Solid preclinical evidence had been provided to support multiple mechanisms of action for TLR-9 agonists, either on tumor, endothelial and immune cells, suggesting that this class of agent may play an anti-tumor role, both directly on cancer cells and indirectly on the tumor microenvironment. Indeed, TLR-9 agonists were shown to induce the recruitment of immune effector cells through the activation of pDCs and the consequent copious release of cytokines and to inhibit MDSCs richly present around tumor mass.
Based on this preclinical evidence, a large series of clinical studies has been conducted to verify the relevance of TLR-9 agonists for cancer patients’ treatment. Whereas CpG ODNs as single agent treatments succeeded in demonstrating their ability to potentiate immune response and to induce tumor regression in early phase clinical trials, when tested in combination with conventional chemotherapeutic agents in advanced solid tumor patients, CpG ODNs failed to provide any significant survival advantages over standard regimes, despite increased objective response rates. This lack of survival benefit may be at least partially explained by the advanced stage of disease and the immuno-depressive effect of repeated chemotherapy cycles. Another plausible explanation may lie in the putative differences between human tumor microenvironment and xenograft models, which could make these agents less suitable for stimulating an anti-cancer immune response. Moreover, the most adequate timing for TLR-9 agonist administration is likely to be not yet determined, as an appropriate period between TLR-9 agonists and chemotherapy administration may be necessary to avoid the suppression of anti-cancer immune response by cytotoxic agents.
However, the causes of this failure remain to be better clarified, and ongoing clinical trials are still exploring the combination of TLR-9 agonists and chemotherapy.
Promising results were provided by the combination of TLR-9 agonists and cancer vaccines, although coming from very early and small studies, thus requiring confirmation in larger settings.
Future investigations are expected to be more focused on the combination of TLR-9 agonists with other immunotherapeutic agents, such as vaccines, as combined approaches are more likely to hamper tumor attempts of eluding immune response.
Moreover, TLR-9 agonists will probably find more applications in the treatment of those neoplasms for whom immune components have a more relevant role in their development and maintenance, such as melanoma.

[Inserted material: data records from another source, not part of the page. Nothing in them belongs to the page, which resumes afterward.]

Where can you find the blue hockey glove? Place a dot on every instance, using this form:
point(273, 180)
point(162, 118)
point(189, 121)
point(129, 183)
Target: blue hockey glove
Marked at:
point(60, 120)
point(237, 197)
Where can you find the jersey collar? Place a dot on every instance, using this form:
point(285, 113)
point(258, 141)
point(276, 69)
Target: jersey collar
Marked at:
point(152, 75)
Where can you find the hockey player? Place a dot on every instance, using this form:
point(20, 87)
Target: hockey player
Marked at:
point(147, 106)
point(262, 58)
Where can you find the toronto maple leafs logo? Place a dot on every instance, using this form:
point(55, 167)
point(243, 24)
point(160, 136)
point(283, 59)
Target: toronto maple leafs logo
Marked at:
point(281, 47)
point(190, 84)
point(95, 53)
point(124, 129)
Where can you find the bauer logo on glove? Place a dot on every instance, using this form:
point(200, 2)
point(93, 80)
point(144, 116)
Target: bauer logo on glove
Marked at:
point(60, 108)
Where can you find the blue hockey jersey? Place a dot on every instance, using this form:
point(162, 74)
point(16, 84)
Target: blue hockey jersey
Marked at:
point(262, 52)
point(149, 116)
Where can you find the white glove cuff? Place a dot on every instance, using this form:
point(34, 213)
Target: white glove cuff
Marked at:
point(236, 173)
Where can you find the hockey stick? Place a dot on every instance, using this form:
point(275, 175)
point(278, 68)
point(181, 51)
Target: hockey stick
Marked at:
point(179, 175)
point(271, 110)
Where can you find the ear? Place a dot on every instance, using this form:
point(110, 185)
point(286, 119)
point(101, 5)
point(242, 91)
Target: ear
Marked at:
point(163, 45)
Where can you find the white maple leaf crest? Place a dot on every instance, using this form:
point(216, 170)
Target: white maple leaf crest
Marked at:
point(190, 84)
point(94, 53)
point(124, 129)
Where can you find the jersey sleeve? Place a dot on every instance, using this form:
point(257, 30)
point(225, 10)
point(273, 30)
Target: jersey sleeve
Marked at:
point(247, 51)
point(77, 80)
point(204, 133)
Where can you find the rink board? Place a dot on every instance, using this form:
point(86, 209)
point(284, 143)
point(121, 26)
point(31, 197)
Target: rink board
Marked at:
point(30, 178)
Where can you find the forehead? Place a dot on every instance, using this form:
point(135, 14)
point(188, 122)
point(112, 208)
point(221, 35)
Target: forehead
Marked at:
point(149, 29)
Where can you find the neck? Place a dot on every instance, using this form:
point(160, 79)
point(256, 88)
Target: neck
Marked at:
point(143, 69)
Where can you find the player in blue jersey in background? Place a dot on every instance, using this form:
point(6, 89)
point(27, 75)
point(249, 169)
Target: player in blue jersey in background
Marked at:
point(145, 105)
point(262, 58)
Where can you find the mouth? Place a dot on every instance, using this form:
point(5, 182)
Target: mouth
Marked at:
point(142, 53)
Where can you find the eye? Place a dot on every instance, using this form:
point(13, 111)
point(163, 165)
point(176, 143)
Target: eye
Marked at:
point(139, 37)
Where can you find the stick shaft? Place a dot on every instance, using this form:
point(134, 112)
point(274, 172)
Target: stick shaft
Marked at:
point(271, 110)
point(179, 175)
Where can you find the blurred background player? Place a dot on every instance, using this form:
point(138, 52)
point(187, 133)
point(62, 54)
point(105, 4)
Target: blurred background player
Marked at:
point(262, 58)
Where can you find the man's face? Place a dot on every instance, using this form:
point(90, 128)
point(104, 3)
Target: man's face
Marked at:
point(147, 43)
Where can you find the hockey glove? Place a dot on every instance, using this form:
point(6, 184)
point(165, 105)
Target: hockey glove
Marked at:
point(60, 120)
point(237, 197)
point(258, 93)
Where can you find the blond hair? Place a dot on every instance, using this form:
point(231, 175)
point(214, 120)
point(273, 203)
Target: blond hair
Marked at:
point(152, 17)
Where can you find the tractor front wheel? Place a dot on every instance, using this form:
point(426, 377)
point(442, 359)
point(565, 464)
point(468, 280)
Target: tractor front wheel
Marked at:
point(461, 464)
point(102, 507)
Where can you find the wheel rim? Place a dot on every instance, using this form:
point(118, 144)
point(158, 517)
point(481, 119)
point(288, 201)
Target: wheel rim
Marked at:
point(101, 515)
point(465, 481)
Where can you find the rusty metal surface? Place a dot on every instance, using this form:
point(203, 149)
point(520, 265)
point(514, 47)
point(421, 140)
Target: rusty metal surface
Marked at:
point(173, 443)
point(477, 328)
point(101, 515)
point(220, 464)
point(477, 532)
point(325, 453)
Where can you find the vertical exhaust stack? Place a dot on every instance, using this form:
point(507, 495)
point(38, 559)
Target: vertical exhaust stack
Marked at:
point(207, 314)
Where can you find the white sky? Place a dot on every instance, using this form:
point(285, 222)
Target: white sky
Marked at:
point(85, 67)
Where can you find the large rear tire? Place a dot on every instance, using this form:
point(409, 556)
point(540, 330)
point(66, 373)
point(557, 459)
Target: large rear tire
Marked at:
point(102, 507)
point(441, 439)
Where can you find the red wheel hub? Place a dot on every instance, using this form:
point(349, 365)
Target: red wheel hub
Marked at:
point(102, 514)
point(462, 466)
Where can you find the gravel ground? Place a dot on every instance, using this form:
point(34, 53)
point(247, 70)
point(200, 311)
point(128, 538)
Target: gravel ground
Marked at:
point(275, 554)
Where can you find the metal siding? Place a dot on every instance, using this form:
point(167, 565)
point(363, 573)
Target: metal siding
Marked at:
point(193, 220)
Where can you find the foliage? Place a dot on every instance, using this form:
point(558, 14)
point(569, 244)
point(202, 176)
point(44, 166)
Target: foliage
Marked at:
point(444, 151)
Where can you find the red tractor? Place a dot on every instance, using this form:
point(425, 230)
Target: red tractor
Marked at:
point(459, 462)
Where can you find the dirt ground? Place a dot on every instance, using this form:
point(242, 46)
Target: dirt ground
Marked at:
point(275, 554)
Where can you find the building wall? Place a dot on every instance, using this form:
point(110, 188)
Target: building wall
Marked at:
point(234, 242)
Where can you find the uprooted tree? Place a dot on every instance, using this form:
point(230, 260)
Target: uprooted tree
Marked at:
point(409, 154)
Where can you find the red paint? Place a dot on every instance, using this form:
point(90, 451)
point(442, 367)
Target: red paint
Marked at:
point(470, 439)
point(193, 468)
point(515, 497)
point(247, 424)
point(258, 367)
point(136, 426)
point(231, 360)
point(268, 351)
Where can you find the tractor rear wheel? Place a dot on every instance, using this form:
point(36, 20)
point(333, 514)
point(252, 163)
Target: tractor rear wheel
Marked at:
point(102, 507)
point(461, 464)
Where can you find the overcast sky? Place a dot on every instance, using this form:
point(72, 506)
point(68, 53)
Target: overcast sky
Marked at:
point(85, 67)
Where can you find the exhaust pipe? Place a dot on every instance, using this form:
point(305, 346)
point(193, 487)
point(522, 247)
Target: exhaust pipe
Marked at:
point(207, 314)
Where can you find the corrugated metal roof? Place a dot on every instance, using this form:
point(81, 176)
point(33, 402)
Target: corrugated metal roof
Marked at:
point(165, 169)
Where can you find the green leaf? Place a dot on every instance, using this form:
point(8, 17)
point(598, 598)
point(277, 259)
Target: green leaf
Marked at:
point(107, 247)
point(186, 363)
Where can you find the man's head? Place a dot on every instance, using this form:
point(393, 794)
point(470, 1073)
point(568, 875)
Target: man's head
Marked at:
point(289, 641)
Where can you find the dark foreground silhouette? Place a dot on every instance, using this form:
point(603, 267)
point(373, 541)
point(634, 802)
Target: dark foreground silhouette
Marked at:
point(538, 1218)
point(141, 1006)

At the present time, solid evidence supporting the use of TLR-9 agonists for the treatment of cancer patients is still lacking. A better understanding of the complex interaction of TLR-9 agonists with the tumor and its microenvironment may have a major value for the clinical development of TLR-9 agonists.
Acknowledgments
Work in our laboratories is supported in part by the Associazione Italiana per la Ricerca sul Cancro (AIRC) Grants Start-Up No. 10129, and 5 per mille No. 10016 to D.M. and by the AIRC grants IG. No. 11930, 5 per mille No. 12182, 5 per mille No. 12214 and PRIN No. 2009X23L78_005 to GT.
Conflicts of Interest
The authors declare no conflict of interest.